Даниэль внимательно рассматривал спасительное растение, стараясь запомнить строение листьев, вид стебля, цвет и форму колючек. Он ни разу нигде не встречал что-либо подобное. Впрочем, нельзя сказать, чтобы он когда-нибудь сильно интересовался ботаникой, но если б встретил – наверняка запомнил бы. Стебель растения был довольно тонкий, миллиметра три-четыре в диаметре, но не травянистый, а крепкий, как ветка дерева или лоза, и при этом шершавистый, плотно покрытый жесткими чешуйками, напоминая чем-то устройство еловых шишек. «Надежная защита от повреждения. Конечно, если слон наступит, то…» Но для этого и были, наверное, предусмотрены шипы. Таких шипов Даниэль тоже никогда не видел. Они ничего общего не имели с благородными шипами роз или комариными занозочками избалованных пушистых домашних кактусов. Не походили они и на воинственные острые иглы, которыми топорщилось растение, подаренное Даниэлю одним австралийцем – оно, наряду с иглами, обладало продолговатыми ярко-зелеными листьями и красивыми пурпурно-оранжевыми цветками. После пересадки австралийского подарка в более просторный горшок, приходящая горничная Даниэля выглядела так, как будто насильно удерживала на руках дикую кошку.

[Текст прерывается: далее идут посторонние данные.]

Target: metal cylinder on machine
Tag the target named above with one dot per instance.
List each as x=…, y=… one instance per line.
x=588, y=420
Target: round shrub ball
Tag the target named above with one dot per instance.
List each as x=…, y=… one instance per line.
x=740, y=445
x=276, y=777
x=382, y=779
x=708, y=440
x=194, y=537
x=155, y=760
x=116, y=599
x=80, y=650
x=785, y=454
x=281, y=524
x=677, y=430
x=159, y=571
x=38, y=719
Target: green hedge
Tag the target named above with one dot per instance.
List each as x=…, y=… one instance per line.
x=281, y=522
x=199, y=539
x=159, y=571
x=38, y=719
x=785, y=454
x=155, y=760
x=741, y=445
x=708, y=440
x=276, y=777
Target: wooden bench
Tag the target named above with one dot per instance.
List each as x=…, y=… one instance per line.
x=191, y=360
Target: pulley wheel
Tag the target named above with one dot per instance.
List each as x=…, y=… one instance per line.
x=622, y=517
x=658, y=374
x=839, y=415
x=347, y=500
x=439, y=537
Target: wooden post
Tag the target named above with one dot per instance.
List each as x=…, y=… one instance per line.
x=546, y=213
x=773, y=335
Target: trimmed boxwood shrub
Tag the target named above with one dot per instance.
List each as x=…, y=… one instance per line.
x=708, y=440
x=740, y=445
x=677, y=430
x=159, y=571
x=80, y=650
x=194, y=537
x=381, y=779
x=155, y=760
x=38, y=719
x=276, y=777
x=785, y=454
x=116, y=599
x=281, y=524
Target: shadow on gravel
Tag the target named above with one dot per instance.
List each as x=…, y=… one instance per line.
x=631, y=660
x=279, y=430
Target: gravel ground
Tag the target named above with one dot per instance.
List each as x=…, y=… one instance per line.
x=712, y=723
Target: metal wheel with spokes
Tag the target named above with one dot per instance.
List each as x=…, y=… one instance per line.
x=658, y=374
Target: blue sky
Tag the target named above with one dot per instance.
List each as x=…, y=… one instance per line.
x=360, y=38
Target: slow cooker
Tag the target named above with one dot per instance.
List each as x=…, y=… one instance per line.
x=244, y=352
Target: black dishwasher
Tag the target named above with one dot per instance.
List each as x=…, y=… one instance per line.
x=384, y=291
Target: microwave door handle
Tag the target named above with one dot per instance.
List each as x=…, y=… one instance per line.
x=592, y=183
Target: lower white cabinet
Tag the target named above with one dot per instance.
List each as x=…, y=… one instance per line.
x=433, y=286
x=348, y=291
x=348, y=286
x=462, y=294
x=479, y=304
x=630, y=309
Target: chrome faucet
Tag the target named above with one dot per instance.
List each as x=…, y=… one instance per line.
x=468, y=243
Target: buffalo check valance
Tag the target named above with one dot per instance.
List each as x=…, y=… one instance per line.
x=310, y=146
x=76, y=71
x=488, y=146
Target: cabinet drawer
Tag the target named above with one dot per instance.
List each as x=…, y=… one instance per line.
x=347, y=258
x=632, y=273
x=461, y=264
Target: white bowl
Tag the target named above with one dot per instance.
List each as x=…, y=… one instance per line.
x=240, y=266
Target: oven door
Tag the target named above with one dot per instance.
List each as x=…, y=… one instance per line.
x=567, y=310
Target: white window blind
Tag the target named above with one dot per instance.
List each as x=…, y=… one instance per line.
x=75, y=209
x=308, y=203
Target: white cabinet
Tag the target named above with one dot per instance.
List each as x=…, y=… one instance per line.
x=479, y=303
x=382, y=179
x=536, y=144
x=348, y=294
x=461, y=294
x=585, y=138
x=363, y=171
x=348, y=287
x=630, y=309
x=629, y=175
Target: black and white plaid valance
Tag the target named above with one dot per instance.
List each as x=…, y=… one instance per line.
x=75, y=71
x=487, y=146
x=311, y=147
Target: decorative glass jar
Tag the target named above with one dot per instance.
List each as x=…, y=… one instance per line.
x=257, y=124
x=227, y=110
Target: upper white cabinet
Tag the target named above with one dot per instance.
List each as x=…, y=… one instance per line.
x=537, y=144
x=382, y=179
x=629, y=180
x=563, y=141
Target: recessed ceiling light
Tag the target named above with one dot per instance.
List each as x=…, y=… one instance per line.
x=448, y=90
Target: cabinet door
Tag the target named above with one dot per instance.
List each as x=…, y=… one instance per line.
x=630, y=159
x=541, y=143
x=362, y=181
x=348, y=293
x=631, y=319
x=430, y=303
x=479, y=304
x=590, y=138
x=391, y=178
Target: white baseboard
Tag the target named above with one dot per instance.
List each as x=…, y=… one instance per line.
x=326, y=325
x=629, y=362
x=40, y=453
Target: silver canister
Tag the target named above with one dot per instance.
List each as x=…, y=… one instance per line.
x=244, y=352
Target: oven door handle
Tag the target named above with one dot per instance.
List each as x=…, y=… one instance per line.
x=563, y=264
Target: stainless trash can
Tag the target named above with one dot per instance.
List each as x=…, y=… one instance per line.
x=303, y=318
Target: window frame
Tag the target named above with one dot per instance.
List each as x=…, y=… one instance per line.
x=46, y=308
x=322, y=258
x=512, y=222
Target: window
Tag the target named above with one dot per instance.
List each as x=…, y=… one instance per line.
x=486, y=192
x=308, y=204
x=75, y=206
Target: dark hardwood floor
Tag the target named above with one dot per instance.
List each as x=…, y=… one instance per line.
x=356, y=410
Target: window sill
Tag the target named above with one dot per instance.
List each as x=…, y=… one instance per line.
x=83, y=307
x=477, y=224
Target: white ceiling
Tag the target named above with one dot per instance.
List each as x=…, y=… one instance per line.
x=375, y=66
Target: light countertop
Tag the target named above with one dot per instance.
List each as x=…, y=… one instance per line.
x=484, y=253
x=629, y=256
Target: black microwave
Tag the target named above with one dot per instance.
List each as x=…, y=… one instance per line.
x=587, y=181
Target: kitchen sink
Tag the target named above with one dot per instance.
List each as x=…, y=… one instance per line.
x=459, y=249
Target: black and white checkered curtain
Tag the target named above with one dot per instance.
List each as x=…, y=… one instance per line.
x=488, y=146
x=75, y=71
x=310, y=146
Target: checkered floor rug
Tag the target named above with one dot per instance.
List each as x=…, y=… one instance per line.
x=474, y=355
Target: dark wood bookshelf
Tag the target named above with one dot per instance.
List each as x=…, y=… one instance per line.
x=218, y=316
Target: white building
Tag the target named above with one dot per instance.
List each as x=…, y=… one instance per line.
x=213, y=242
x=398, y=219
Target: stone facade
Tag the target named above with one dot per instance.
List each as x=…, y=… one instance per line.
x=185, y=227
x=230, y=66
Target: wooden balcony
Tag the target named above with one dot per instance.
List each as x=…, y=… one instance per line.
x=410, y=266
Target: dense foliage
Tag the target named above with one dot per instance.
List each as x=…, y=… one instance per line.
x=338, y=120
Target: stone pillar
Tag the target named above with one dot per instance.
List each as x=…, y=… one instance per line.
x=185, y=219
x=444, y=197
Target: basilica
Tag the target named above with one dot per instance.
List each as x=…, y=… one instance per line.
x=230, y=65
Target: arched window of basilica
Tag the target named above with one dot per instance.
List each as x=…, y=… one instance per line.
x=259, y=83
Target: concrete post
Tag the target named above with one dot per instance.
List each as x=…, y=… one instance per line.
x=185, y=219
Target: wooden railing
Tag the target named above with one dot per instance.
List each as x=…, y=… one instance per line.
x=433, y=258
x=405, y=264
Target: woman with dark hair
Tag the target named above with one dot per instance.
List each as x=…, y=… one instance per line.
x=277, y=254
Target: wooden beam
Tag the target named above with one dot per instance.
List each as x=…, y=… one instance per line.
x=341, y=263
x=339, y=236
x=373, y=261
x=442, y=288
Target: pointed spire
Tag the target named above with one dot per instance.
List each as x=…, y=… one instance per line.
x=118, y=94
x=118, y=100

Растение, которое сейчас разглядывал Даниэль, имело шипы весьма необычной формы. Они чем-то походили на когти хищной птицы. В спокойном состоянии они были прижаты к чешуйкам, покрывавшим стебель, и практически незаметны, но при давлении на стебель и его деформации, например, изгибе, «когти», как на пружинках откидывались от стебля и впивались в виновника деформации. Очевидно, в этот момент в него впрыскивалась капля ядовитого сока, то есть, идея защитного механизма растения была в чем-то такой же, как у пчел, ос и других жалящих насекомых. Судя по тому, что шипы, уколовшие Даниэля, так и остались торчать и не вернулись на место, не прижались опять к стеблю, можно было сделать вывод, что они однократного действия и больше уже не пригодятся растению, а, следовательно, скоро отпадут. Возможно, на их месте вырастут новые, а возможно и нет – у растения остается достаточно средств для самозащиты. Даниэль осторожно разглядывал один из «сработавших» шипов, который неожиданно легко извлекся из-под чешуйки. Это почему-то напомнило Даниэлю, как в детстве он почти без усилий вытащил у себя два молочных зуба, предварительно как следует расшатав их языком. Нижняя часть «когтя» и вправду была похожа на детский молочный зуб, только черного цвета. В основании шипа, там, где он крепился к стеблю, было некоторое углубление, в центре которого можно было разглядеть крохотное сквозное отверстие, словно проделанное шилом. На самом деле это было входным отверстием полого канальца, проходившего сквозь все тело шипа и заканчивавшегося в его острие, которое имело косой срез, как у медицинской иглы. Изначально шип был насажен на прозрачный стерженек, заполненный ядовитым соком стебля. Когда на стебель кто-то надавливал, стерженек лопался – и шип под воздействием сока, стремительно заполнившего каналец, выстреливал и впивался в «обидчика». Так что укол шипом с полным правом можно было назвать инъекцией. Даниэль первый раз в жизни пытался так подробно разобраться в устройстве растения. «Эх, жаль, что мне нечем и не на чем зарисовать этот коготь!»
«Кстати!» – внезапно подумал он, – «а почему при мне нет ни карандаша, ни бумаги? Где мои краски? Где все это? Куда все делось? Странно…Где я, вообще, черт побери?!»